Conv3d_cdopt

Conv3d_cdopt#

CLASS cdopt.nn.Conv3d_cdopt(in_channels, out_channels, kernel_size, stride=1, padding=0, dilation=1, groups=1, bias=True, padding_mode='zeros', device=None, dtype=None, manifold_class = euclidean_torch, penalty_param = 0, weight_var_transfer = None, manifold_args = {})

Applies a 3D convolution over an input signal composed of several input planes. The basic introduction to convolution can be found at torch.nn.Conv3d.

This module supports TensorFloat32.

  • stride controls the stride for the cross-correlation, a single number or a one-element tuple.

  • padding controls the amount of padding applied to the input. It can be either a string {‘valid’, ‘same’} or a tuple of ints giving the amount of implicit padding applied on both sides.

  • dilation controls the spacing between the kernel points; also known as the à trous algorithm. It is harder to describe, but this link has a nice visualization of what dilation does.

  • groups controls the connections between inputs and outputs. in_channels and out_channels must both be divisible by groups. For example,

    • At groups=1, all inputs are convolved to all outputs.

    • At groups=2, the operation becomes equivalent to having two conv layers side by side, each seeing half the input channels and producing half the output channels, and both subsequently concatenated.

    • At groups= in_channels, each input channel is convolved with its own set of filters (of size \(\frac{\text{out\_channels}}{\text{in\_channels}}\)).

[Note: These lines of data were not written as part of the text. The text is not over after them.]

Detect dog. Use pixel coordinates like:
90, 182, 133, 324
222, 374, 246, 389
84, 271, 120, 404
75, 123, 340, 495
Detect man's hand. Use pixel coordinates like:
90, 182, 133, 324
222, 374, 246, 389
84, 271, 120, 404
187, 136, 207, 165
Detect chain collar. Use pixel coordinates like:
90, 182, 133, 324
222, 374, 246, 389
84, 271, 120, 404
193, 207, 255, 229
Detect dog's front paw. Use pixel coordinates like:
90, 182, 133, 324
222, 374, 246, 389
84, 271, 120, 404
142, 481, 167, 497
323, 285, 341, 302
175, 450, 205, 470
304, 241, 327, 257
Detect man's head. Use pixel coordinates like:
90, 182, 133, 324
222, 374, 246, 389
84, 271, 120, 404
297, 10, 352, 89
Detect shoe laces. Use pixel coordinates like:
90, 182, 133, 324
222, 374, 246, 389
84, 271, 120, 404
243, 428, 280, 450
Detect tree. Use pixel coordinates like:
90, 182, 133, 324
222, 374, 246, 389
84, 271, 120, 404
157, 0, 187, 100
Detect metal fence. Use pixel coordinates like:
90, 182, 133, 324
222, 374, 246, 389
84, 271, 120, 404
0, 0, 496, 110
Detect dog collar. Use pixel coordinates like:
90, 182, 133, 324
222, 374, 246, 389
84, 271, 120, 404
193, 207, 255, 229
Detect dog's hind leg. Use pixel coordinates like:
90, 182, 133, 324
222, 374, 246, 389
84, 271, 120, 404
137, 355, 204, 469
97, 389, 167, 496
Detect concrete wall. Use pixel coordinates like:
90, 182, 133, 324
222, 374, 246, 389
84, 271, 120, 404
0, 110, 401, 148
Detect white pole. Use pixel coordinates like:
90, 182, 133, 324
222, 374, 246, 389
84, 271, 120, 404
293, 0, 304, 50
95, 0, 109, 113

The parameters kernel_size, stride, padding, dilation can either be:

  • a single int – in which case the same value is used for the height and width dimension

  • a tuple of two ints – in which case, the first int is used for the height dimension, and the second int for the width dimension

Parameters:#

  • in_channels (int) – Number of channels in the input image

  • out_channels (int) – Number of channels produced by the convolution

  • kernel_size (int or tuple) – Size of the convolving kernel

  • stride (int or tuple, optional) – Stride of the convolution. Default: 1

  • padding (int, tuple or str, optional) – Padding added to all four sides of the input. Default: 0

  • padding_mode (string*,* optional) – 'zeros', 'reflect', 'replicate' or 'circular'. Default: 'zeros'

  • dilation (int or tuple, optional) – Spacing between kernel elements. Default: 1

  • groups (int, optional) – Number of blocked connections from input channels to output channels. Default: 1

  • bias (bool, optional) – If True, adds a learnable bias to the output. Default: True

  • manifold_class – The manifold class for the weight matrix. Default: cdopt.manifold_torch.euclidean_torch

  • penalty_param – The penalty parameter for the quadratic penalty terms in constraint dissolving function

  • manifold_args - The additional key-word arguments that helps to define the manifold constraints.

  • weight_var_transfer (callable) – The function that transfer the weights (3D-tensor) to the shape of the variables of the manifold.

    • The weight_var_transfer is called by
      weight_to_var, var_to_weight, var_shape = weight_var_transfer( tensor_shape )

    • The inputs of weight_var_transfer should be the size of the weights. As for the outputs, weight_to_var is the callable function that transfer the weights to the variables of the manifold. var_to_weight is the callable function that transfers the variables of the manifold to the weights. var_shape is a tuple of ints that refers to the shape of the variables of the manifolds.

    • Default:

      • var_shape = (torch.prod(torch.tensor(tensor_shape[:-1])), torch.tensor(tensor_shape[-1]))

      • weight_to_var = lambda X_tensor: torch.reshape(X_tensor, var_shape)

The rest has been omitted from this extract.